Massimo Santasiero, organizador de la Bienal de ese año, saludó a Schuyler Mills cuando aún no había soltado la mano de otra persona. Santasiero llevaba uno de esos trajes que sólo puede llevar un italiano, de un azul grisáceo brillante, tan mal ajustado que parecía que lo había tenido tirado en el fondo del armario durante varias semanas. En comparación, el almidonado modelito de Brooks Brothers de Schuyler parecía llevar todavía la percha puesta. Willie vestía una camisa blanca nueva, su corbata de la suerte, sus característicos vaqueros negros y la nueva cazadora de piel.

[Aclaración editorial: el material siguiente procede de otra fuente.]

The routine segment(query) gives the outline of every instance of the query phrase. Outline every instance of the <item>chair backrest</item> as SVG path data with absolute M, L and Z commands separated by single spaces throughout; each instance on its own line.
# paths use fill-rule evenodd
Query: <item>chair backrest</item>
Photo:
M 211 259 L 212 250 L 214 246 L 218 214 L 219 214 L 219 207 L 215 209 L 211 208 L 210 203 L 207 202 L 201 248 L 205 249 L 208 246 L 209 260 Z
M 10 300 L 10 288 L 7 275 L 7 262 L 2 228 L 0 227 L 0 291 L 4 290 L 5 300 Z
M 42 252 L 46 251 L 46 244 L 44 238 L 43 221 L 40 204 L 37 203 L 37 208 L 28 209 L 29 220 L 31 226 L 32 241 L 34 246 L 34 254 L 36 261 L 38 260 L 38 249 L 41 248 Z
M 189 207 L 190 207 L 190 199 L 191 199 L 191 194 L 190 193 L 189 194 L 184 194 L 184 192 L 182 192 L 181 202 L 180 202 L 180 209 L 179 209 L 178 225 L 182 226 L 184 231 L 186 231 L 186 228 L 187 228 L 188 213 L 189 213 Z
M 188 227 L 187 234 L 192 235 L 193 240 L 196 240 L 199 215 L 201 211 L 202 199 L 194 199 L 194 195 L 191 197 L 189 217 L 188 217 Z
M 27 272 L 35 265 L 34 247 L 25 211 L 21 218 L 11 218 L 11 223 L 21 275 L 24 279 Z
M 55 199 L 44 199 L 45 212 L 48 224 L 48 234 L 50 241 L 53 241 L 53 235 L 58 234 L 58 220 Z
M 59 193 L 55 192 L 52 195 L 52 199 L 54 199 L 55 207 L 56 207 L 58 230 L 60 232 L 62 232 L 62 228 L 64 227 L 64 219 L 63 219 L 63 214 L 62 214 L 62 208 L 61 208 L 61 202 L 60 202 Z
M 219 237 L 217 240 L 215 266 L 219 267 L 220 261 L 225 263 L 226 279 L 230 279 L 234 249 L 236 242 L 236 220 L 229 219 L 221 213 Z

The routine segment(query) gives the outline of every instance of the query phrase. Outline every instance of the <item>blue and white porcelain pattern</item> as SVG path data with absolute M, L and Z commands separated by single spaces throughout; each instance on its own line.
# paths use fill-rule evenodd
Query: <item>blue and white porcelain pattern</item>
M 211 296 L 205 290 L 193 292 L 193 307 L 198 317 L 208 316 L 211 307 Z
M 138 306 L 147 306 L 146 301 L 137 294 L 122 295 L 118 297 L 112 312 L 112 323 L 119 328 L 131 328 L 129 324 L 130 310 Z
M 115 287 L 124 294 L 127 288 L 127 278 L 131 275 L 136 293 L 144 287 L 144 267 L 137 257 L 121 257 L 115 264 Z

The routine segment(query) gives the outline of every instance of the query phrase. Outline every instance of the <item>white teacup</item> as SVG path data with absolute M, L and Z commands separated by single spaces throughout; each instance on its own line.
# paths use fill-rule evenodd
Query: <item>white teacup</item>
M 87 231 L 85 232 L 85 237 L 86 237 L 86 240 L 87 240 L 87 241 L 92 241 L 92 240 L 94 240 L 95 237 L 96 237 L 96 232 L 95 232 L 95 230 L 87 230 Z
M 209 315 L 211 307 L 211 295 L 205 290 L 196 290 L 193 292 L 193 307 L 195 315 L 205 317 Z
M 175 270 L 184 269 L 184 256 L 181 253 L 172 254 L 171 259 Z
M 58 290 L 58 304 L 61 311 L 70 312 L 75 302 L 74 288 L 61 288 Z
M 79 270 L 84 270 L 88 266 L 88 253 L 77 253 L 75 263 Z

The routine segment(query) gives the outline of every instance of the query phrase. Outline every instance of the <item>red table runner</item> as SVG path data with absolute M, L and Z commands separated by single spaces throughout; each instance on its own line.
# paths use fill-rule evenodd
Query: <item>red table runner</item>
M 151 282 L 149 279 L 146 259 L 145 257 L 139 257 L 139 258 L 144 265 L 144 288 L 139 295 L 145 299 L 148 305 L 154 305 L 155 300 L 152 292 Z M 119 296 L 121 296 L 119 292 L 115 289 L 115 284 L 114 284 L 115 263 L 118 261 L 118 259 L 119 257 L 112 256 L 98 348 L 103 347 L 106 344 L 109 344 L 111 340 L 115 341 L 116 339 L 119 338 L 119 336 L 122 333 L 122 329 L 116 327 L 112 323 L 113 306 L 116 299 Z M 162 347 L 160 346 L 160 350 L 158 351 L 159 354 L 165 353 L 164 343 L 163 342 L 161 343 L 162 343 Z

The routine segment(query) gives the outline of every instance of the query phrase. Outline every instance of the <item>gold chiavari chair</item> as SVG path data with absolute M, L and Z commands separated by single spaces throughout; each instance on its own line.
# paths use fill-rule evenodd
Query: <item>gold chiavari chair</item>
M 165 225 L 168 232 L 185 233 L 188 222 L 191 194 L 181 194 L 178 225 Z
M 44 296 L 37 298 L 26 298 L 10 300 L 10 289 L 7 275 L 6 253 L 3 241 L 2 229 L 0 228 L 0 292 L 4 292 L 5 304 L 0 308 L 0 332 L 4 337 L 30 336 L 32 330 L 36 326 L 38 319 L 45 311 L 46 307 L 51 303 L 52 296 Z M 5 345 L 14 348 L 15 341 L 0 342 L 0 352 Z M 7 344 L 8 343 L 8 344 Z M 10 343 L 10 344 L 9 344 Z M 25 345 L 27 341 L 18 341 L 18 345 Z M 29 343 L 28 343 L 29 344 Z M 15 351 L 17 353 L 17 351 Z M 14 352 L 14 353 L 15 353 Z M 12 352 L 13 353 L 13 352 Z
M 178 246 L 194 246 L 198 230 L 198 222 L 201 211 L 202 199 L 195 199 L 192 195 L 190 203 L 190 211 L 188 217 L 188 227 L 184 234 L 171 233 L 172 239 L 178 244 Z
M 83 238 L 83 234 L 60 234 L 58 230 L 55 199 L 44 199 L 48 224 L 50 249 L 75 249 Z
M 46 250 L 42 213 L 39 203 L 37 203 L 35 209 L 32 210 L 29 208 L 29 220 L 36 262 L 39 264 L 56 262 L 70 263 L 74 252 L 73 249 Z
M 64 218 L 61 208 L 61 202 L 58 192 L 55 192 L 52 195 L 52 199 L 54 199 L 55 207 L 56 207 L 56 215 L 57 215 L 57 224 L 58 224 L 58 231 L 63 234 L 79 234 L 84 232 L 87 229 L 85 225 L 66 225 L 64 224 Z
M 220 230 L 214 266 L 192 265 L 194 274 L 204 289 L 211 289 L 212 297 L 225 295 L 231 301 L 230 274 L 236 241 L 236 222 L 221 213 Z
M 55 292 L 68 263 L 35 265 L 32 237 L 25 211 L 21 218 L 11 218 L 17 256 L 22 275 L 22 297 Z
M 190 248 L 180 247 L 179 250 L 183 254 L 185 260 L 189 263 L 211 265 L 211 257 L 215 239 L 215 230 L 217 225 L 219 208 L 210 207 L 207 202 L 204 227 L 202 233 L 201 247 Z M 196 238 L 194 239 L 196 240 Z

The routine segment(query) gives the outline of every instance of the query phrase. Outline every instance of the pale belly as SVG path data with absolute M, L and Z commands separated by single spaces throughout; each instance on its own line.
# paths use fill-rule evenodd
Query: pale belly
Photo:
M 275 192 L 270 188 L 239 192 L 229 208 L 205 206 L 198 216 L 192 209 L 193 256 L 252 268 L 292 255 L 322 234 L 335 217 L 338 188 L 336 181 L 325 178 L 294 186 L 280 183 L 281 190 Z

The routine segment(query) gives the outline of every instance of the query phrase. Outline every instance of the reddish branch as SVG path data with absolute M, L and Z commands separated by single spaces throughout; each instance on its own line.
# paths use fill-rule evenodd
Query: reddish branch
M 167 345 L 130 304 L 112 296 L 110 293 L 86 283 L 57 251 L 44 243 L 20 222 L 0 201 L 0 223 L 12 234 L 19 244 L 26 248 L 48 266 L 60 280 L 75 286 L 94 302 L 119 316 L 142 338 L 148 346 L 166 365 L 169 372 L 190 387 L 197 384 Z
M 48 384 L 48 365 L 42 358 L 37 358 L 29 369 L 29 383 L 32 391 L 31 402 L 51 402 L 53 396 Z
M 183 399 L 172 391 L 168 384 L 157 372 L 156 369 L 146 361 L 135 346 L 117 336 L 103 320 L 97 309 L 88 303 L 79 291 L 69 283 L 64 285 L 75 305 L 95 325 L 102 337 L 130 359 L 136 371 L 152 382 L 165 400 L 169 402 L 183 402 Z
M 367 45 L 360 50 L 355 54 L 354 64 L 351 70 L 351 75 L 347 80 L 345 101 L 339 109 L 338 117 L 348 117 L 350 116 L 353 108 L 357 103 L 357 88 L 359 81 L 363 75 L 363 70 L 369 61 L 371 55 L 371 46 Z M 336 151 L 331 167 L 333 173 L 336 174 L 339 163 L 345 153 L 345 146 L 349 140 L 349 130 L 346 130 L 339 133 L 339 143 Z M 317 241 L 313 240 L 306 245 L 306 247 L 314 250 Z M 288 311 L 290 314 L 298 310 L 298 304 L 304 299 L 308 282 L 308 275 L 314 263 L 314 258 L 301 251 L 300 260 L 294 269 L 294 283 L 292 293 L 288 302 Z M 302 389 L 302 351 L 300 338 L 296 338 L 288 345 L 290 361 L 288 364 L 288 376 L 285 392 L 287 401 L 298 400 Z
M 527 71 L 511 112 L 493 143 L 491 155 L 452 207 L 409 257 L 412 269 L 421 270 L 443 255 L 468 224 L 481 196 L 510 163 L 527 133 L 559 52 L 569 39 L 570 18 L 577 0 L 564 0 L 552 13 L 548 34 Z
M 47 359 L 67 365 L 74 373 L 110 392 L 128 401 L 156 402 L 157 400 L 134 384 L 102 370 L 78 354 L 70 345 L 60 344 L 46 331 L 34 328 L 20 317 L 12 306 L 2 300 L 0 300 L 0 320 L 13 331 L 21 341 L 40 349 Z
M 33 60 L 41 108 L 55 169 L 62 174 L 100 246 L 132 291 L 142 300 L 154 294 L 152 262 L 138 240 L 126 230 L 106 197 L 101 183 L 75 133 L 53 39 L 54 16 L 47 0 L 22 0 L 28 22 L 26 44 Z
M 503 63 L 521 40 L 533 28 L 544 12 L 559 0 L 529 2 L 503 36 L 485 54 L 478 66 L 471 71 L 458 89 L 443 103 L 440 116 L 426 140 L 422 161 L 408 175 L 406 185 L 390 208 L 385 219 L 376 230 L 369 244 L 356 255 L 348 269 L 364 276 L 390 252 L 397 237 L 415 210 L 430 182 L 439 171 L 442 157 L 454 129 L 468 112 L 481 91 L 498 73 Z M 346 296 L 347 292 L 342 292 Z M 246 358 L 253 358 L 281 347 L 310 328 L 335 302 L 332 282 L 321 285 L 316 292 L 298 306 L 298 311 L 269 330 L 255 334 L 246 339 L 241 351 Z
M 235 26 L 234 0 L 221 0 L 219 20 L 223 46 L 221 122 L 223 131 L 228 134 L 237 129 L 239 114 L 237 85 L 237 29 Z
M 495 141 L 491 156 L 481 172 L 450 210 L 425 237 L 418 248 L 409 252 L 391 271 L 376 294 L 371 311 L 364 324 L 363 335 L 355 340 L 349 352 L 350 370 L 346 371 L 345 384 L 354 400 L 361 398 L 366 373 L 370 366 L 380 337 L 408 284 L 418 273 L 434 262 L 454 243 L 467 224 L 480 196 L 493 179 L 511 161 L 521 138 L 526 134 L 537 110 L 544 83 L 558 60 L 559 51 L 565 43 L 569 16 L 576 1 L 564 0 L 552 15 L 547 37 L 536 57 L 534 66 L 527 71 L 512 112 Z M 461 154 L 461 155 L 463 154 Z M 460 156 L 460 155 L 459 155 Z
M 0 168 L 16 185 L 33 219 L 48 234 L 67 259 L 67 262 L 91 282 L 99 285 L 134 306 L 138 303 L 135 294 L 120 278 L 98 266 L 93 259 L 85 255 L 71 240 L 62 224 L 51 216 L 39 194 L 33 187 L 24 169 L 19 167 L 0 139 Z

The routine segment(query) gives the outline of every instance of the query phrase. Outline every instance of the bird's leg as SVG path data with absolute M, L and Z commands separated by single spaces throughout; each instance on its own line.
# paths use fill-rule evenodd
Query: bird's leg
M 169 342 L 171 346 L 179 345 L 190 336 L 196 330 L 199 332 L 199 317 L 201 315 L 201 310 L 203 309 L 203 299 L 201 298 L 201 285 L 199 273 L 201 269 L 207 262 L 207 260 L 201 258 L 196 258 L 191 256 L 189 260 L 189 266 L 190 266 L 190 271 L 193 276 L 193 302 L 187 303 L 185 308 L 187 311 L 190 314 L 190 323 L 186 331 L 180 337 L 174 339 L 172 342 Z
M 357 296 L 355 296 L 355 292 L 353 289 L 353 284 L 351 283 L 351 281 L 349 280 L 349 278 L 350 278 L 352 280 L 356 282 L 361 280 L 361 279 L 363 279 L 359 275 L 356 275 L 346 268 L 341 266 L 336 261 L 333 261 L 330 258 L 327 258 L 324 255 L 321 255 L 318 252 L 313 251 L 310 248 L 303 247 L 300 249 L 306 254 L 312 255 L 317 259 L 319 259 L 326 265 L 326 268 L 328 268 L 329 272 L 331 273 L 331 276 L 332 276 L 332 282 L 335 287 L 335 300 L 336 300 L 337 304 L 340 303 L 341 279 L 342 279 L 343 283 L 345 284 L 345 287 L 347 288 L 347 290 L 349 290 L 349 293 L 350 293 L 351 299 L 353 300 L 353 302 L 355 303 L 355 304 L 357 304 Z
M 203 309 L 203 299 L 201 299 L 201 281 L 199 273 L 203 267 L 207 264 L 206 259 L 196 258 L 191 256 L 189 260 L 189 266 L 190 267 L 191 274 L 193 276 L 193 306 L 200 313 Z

– El pabellón americano este año es como… ¿cómo se dice? Descarnado -opinó Massimo.
– No ha sido una colección fácil de organizar -se justificó Schuyler-. Pero creo que me ha ido bien. Y tú has hecho lo imposible para coordinar una exposición tan compleja.
Willie observó cómo trabajaban los profesionales, perseverando en la tarea de besar culos ajenos.
– Admiro tu obra -dijo Massimo a Willie-. Es tan… personal.
– Bueno, es que es mi obra.
El italiano lo miró socarronamente, sin captar muy bien la ironía.
– Estos artistas jóvenes -dijo Schuyler, mirando hacia Willie-, disfrutan lanzando piedras contra su propio tejado. ¿Verdad, Willie?
Santasiero tampoco entendió eso, pero Willie sí.
– Espero que venga a visitar mi exposición en el Contemporáneo este verano -dijo. Esta vez sí que se ganó un gesto de aprobación de Schuyler.
Charlie Kent, aprisionada en un modelito de lycra negra que le cubría de la mitad del pecho a la mitad de los muslos, se separó de una pareja de coleccionistas europeos y corrió al encuentro de Willie con sus llamativos zapatos de salón verde lima. Pasó la mirada de Schuyler a Santasiero, con el radar afinado.
– ¡Massimo! -saludó, y le tendió la mano.
El italiano la integró en la conversación.
– ¡Ah, signora Kent! Ahora mismo estaba haciendo planes para visitar la exposición de WLK Hand en el Museo Contemporáneo de Nueva York del signor Mills.
Charlie tuvo que morderse la lengua cuando oyó que lo llamaba el museo de Mills.
– Y tiene que ver la nueva obra que tenemos en mi museo. Podemos comer juntos usted, Willie y yo -apostilló, guiñándole un ojo a Willie.
Más de la mitad de las cabezas de la sala se giraron cuando Kate hizo su entrada con su esmoquin blanco y sus zapatos de tacón de aguja blancos y negros. A cada paso que daba, las solapas de satén de la chaqueta se deslizaban y brillaban, dejando entrever el sujetador de encaje blanco.
Willie se deshizo de Schuyler Mills y se sumó a un grupo de hombres y a tres o cuatro camareros que se congregaban alrededor de Kate. Marcarini y Passatta no sabían por dónde empezar a mirar.
– Signora Rothstein. Qué alegría verla -dijo Massimo besando a Kate en las mejillas mientras le bailaban las pupilas recorriendo el cuerpo de Kate-, y comprobar que está bellissima.